Mr Lehrmann is accused of raping former Liberal staffer Brittany Higgins at Parliament House.
Mr Lehrmann, 27, has pleaded not guilty to sexual intercourse with Ms Higgins without her consent and being reckless to her consent in the early hours of March 23, 2019.
Ms Higgins opted to give the majority of her evidence in person in the initial trial, meaning she could be expected to have to face the courtroom again in the retrial if the law isn’t changed.
Mr Drumgold seeks an “urgent amendment” to the law, who argued that there “appears to be no rational reason to treat witnesses who give evidence in the courtroom differently”.
“I have confirmed that there is no technological barrier to recording both visually and audibly when giving evidence in a courtroom, so the limitation in s69(1) [the law] appears an unintended penalty for witnesses, particularly sexual assault complainants who choose to give evidence in the courtroom,” Mr Drumgold said about the law.
The ACT Government has confirmed it is considering amendments to the Evidence Act after Mr Drumgold raised the “systemic omission” related to four cases.
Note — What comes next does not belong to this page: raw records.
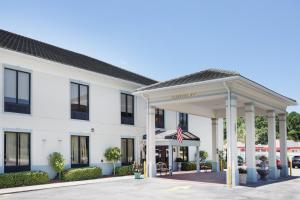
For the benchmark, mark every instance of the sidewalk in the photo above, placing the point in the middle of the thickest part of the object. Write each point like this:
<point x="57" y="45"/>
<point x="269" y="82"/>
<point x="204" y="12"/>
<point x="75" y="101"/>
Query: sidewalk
<point x="57" y="185"/>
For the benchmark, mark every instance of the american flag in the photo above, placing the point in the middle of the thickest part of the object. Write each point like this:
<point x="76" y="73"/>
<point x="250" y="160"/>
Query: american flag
<point x="179" y="134"/>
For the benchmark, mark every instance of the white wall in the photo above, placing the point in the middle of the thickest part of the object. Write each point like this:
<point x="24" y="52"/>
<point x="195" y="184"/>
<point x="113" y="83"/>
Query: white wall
<point x="49" y="122"/>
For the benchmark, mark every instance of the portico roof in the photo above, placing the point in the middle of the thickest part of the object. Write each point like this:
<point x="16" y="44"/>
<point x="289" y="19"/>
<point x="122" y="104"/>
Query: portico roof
<point x="205" y="93"/>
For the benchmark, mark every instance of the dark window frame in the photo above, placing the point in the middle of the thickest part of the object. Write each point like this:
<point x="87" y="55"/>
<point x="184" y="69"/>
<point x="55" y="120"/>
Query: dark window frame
<point x="185" y="153"/>
<point x="79" y="165"/>
<point x="159" y="118"/>
<point x="125" y="118"/>
<point x="133" y="148"/>
<point x="185" y="126"/>
<point x="79" y="114"/>
<point x="16" y="107"/>
<point x="17" y="168"/>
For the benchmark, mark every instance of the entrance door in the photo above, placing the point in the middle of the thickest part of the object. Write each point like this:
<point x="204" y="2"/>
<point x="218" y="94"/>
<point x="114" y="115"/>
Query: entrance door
<point x="162" y="154"/>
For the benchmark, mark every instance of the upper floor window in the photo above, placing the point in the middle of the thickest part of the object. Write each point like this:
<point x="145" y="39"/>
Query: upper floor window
<point x="159" y="118"/>
<point x="16" y="152"/>
<point x="79" y="101"/>
<point x="79" y="151"/>
<point x="16" y="91"/>
<point x="127" y="109"/>
<point x="183" y="121"/>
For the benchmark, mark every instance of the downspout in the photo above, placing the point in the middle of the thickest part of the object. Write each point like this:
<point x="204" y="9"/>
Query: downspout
<point x="147" y="136"/>
<point x="229" y="170"/>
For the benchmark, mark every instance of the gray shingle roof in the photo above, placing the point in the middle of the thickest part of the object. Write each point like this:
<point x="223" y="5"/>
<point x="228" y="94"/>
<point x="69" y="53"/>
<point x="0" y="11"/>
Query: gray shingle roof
<point x="39" y="49"/>
<point x="205" y="75"/>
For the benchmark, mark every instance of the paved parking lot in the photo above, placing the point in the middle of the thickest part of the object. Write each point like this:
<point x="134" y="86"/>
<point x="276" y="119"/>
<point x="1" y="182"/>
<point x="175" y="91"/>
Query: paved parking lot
<point x="159" y="188"/>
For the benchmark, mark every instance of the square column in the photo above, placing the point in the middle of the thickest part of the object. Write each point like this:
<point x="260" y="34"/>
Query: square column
<point x="250" y="142"/>
<point x="283" y="146"/>
<point x="150" y="154"/>
<point x="197" y="159"/>
<point x="215" y="160"/>
<point x="231" y="121"/>
<point x="272" y="144"/>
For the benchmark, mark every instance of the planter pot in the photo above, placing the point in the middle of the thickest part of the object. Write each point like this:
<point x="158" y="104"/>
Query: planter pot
<point x="263" y="174"/>
<point x="243" y="179"/>
<point x="278" y="173"/>
<point x="137" y="175"/>
<point x="179" y="166"/>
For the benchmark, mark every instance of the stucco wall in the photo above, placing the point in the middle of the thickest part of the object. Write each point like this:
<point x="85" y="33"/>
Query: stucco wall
<point x="49" y="122"/>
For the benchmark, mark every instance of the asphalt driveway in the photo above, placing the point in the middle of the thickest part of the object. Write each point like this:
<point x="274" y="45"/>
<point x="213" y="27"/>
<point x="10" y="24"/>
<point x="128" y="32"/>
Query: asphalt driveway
<point x="160" y="188"/>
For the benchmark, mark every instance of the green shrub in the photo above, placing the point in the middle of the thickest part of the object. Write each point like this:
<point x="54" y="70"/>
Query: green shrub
<point x="113" y="155"/>
<point x="23" y="178"/>
<point x="124" y="170"/>
<point x="188" y="166"/>
<point x="57" y="163"/>
<point x="206" y="165"/>
<point x="242" y="171"/>
<point x="78" y="174"/>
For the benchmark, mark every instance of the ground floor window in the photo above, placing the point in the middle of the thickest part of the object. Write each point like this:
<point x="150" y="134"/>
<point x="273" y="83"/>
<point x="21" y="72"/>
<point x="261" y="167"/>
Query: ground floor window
<point x="79" y="151"/>
<point x="184" y="153"/>
<point x="127" y="151"/>
<point x="16" y="152"/>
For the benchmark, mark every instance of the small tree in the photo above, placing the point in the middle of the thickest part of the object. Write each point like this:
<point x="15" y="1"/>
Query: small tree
<point x="57" y="163"/>
<point x="113" y="155"/>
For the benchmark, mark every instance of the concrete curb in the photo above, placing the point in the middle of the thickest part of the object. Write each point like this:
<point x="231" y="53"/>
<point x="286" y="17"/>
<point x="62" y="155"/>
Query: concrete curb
<point x="59" y="185"/>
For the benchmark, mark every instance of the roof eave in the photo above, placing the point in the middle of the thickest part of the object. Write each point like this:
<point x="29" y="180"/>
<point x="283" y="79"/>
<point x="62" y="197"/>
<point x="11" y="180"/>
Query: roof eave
<point x="144" y="90"/>
<point x="286" y="100"/>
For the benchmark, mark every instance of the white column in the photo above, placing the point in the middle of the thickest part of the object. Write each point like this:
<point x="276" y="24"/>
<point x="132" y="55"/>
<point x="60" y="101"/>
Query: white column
<point x="272" y="144"/>
<point x="170" y="149"/>
<point x="197" y="159"/>
<point x="231" y="119"/>
<point x="215" y="160"/>
<point x="283" y="146"/>
<point x="151" y="162"/>
<point x="250" y="143"/>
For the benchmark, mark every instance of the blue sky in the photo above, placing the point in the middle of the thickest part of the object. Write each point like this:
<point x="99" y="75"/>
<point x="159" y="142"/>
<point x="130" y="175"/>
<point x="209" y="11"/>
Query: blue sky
<point x="164" y="39"/>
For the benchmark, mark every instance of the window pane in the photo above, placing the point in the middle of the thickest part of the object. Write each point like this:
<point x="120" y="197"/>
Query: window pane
<point x="83" y="150"/>
<point x="10" y="148"/>
<point x="23" y="88"/>
<point x="123" y="151"/>
<point x="130" y="156"/>
<point x="74" y="150"/>
<point x="24" y="149"/>
<point x="83" y="95"/>
<point x="74" y="96"/>
<point x="123" y="103"/>
<point x="10" y="85"/>
<point x="130" y="104"/>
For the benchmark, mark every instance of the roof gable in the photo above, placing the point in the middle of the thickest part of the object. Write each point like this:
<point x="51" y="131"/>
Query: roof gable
<point x="46" y="51"/>
<point x="209" y="74"/>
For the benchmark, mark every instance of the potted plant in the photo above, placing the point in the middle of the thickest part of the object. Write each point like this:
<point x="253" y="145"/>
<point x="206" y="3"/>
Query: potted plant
<point x="57" y="163"/>
<point x="243" y="175"/>
<point x="263" y="169"/>
<point x="137" y="170"/>
<point x="179" y="161"/>
<point x="113" y="155"/>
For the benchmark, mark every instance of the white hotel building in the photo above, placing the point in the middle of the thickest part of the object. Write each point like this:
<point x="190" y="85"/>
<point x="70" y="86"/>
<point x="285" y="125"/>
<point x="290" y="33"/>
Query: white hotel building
<point x="55" y="100"/>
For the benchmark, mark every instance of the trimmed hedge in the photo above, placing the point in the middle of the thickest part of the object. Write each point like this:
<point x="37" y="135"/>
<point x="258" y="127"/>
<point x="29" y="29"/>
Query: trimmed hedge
<point x="188" y="166"/>
<point x="23" y="179"/>
<point x="124" y="170"/>
<point x="85" y="173"/>
<point x="206" y="166"/>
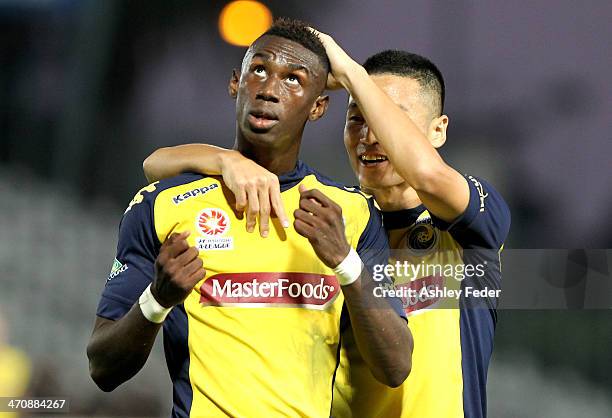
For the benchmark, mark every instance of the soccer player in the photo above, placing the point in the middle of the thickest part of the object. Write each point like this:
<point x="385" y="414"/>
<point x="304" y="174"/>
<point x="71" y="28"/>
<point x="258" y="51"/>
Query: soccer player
<point x="252" y="326"/>
<point x="434" y="216"/>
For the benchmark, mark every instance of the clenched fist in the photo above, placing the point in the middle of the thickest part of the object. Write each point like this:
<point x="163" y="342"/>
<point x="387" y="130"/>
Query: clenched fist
<point x="177" y="270"/>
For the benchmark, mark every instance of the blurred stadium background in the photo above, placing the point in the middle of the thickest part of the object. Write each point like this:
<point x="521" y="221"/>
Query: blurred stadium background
<point x="89" y="88"/>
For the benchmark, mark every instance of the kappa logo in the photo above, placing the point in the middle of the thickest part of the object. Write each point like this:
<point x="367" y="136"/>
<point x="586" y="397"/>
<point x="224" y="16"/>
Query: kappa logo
<point x="422" y="237"/>
<point x="213" y="223"/>
<point x="180" y="198"/>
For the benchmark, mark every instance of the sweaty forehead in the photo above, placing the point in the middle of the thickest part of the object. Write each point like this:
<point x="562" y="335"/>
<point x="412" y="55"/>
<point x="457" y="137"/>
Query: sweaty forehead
<point x="286" y="52"/>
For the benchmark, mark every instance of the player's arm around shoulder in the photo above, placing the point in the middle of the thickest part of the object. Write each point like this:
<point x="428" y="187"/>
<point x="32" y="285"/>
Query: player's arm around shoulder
<point x="379" y="325"/>
<point x="147" y="280"/>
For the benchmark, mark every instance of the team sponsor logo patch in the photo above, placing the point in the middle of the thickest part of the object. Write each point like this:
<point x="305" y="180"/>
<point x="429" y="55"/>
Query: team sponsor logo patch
<point x="213" y="223"/>
<point x="117" y="269"/>
<point x="304" y="290"/>
<point x="481" y="193"/>
<point x="200" y="191"/>
<point x="421" y="291"/>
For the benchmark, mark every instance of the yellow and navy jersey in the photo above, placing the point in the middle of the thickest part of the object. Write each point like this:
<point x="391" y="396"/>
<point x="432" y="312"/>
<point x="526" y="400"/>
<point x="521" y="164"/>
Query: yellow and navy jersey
<point x="259" y="336"/>
<point x="453" y="332"/>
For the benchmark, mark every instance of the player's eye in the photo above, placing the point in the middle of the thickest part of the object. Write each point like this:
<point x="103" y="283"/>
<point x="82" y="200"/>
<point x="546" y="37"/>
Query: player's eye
<point x="259" y="70"/>
<point x="293" y="79"/>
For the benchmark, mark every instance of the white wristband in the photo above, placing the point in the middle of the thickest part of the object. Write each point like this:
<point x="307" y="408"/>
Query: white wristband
<point x="151" y="309"/>
<point x="349" y="269"/>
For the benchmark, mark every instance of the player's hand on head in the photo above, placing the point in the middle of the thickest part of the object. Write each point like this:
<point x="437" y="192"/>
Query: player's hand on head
<point x="319" y="219"/>
<point x="177" y="270"/>
<point x="257" y="192"/>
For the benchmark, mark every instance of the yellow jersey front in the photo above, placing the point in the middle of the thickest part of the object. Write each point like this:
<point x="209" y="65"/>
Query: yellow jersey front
<point x="259" y="336"/>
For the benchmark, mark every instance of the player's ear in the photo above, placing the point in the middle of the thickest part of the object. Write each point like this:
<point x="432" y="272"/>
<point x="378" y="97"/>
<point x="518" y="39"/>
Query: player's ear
<point x="318" y="108"/>
<point x="232" y="88"/>
<point x="437" y="131"/>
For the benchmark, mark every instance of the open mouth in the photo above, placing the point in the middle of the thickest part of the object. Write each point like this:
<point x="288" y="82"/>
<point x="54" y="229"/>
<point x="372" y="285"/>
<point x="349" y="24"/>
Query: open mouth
<point x="372" y="160"/>
<point x="260" y="120"/>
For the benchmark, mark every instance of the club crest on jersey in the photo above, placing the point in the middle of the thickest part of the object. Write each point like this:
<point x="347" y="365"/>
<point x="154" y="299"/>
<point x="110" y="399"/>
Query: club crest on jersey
<point x="213" y="224"/>
<point x="422" y="237"/>
<point x="200" y="191"/>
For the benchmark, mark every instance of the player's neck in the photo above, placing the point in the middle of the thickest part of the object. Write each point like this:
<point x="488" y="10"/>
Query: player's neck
<point x="396" y="198"/>
<point x="274" y="159"/>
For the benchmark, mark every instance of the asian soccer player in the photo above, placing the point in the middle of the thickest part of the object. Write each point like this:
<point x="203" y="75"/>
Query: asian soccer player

“This proposal reflects the ACT Government’s longstanding commitment to reduce barriers to providing evidence in court proceedings, while maintaining fairness for an accused person,” a spokesperson said.
“A letter regarding the draft bill has been sent to stakeholders for comment, including the lawyers for any parties this law change could affect.
“If the Bill proceeds, we expect it would be debated in the 2023 parliamentary sittings, to allow for the usual time taken for a Committee to consider proposed legislation.”
The new trial is set for February 20 next year, with the ACT’s Legislative Assembly to sit in early February, meaning there is potential for changes to take affect beforehand.